Para onde vão os apoios públicos à agricultura biológica?
Mais de metade da totalidade da despesa pública da PAC depende exclusivamente da área declarada e localizam-se a sul do Tejo. É tempo de acabar com esta vergonha.
Há uma “bazuca” de 10 mil milhões de euros em dinheiros públicos que está a ser decidida pelo Ministério da Agricultura, de forma obscura e nas costas do sistema democrático. Trata-se da transposição da nova Política Agrícola Comum (PAC), que vigorará até 2027. O Governo tem de apresentar à Comissão Europeia o Plano Estratégico da PAC até ao final do ano e a consulta pública do mesmo foi anunciada para Julho, mas até ao momento o Governo ainda não deu a conhecer a sua proposta e recusa tornar públicos os trabalhos já realizados que são determinantes para definir onde aplicar o dinheiro.
Em protesto contra a falta de transparência e exigindo a promoção da participação cívica no planeamento da nova PAC em Portugal, surgiu uma coligação de várias organizações sectoriais e muitos especialistas que lutam por uma mudança no rumo habitual dos subsídios da PAC.
A aplicação dos fundos da nova PAC inicia já em 2021, num período de transição que se estende até 2023, ano em que inicia a aplicação das novas regras. O Governo anunciou já que o pagamento dos Pedidos Únicos ocorrerá até ao final do mês de Outubro. Entre vários sinais preocupantes, consta a transferência de centenas de milhar de hectares de terras não cultivadas da medida agroambiental Produção Integrada para a Agricultura Biológica, conforme se verifica no gráfico do IFAP que se encontra abaixo.
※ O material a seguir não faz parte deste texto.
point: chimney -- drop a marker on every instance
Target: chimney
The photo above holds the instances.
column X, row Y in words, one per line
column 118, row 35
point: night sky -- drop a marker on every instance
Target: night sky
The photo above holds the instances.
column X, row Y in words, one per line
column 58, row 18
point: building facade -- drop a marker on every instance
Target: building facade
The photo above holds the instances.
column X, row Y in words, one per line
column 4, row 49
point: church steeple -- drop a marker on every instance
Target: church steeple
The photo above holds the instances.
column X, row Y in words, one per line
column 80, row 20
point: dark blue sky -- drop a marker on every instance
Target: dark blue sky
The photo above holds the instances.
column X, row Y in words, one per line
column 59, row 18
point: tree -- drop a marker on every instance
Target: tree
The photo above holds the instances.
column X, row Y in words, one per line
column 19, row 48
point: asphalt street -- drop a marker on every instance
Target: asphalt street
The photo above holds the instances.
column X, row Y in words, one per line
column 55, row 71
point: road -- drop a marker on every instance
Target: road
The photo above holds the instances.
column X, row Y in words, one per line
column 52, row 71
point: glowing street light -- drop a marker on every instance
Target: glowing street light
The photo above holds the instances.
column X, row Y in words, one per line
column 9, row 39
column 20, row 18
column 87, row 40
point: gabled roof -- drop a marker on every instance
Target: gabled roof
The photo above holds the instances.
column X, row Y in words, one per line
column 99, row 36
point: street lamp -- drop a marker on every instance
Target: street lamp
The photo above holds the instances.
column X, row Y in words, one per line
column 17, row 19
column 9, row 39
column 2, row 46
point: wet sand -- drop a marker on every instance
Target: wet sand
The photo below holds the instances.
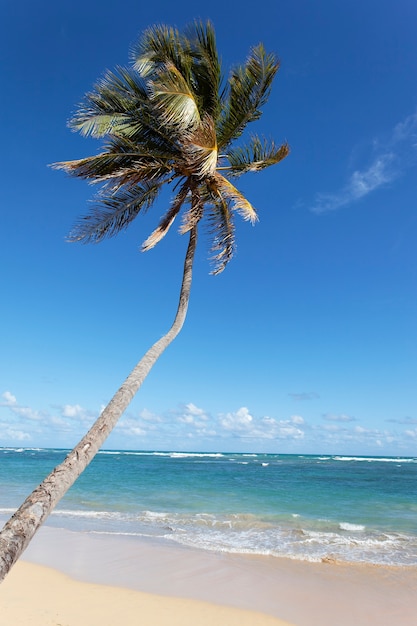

Por que motivo esta situação é preocupante?
Em 2014, o Governo de Passos Coelho e Assunção Cristas permitiu que mais de 600 mil hectares de terras não cultivadas, pastagens pobres localizadas a sul do Tejo, se candidatassem à medida Produção Integrada através do Pedido Único. O Governo aprovou as candidaturas e com isso esgotou o dinheiro desta medida agroambiental e gerou um overbooking de 250 milhões de euros que lesaram o erário público. Os beneficiários em causa passaram a auferir uma renda que depende exclusivamente da área declarada, sem obrigatoriedade de produção de alimentos ou serviços ambientais.
Este dinheiro devia ter sido utilizado para aplicar em áreas cultivadas, apoiando os agricultores a mudar as suas práticas agrícolas. Perdeu-se o dinheiro público e perdeu-se a oportunidade de melhorar a agricultura nacional.
Neste novo quadro comunitário, em resposta às alterações climáticas, prevêem-se verbas mais avultadas destinadas à promoção da agricultura biológica e por isso, os proprietários rentistas que sabotaram a medida Produção Integrada, candidataram-se agora à agricultura biológica. O Bloco de Esquerda já questionou directamente a ministra da Agricultura se vai permitir que esta história se repita, mas não obteve resposta. De salientar que a maioria da área subsidiada no passado com os fundos da agricultura biológica já eram pastagens que nunca foram obrigadas a produzir carne biológica.
Em cada mudança de quadro comunitário, os Governos sempre responderam ao interesse instalado dos grandes proprietários do sul, criando medidas ajustadas e deturpando outras de forma a que estes mantenham a sua renda fundiária. Estas rendas lesam o interesse público e, à entrada da década decisiva para responder às alterações climáticas, este assalto é especialmente danoso. Quatro em cada dez explorações agrícolas do país não recebem qualquer subsídio da PAC e entre os beneficiados há 2% que capturam um terço das ajudas. Mais de metade da totalidade da despesa pública da PAC depende exclusivamente da área declarada e localizam-se a sul do Tejo. É tempo de acabar com esta vergonha.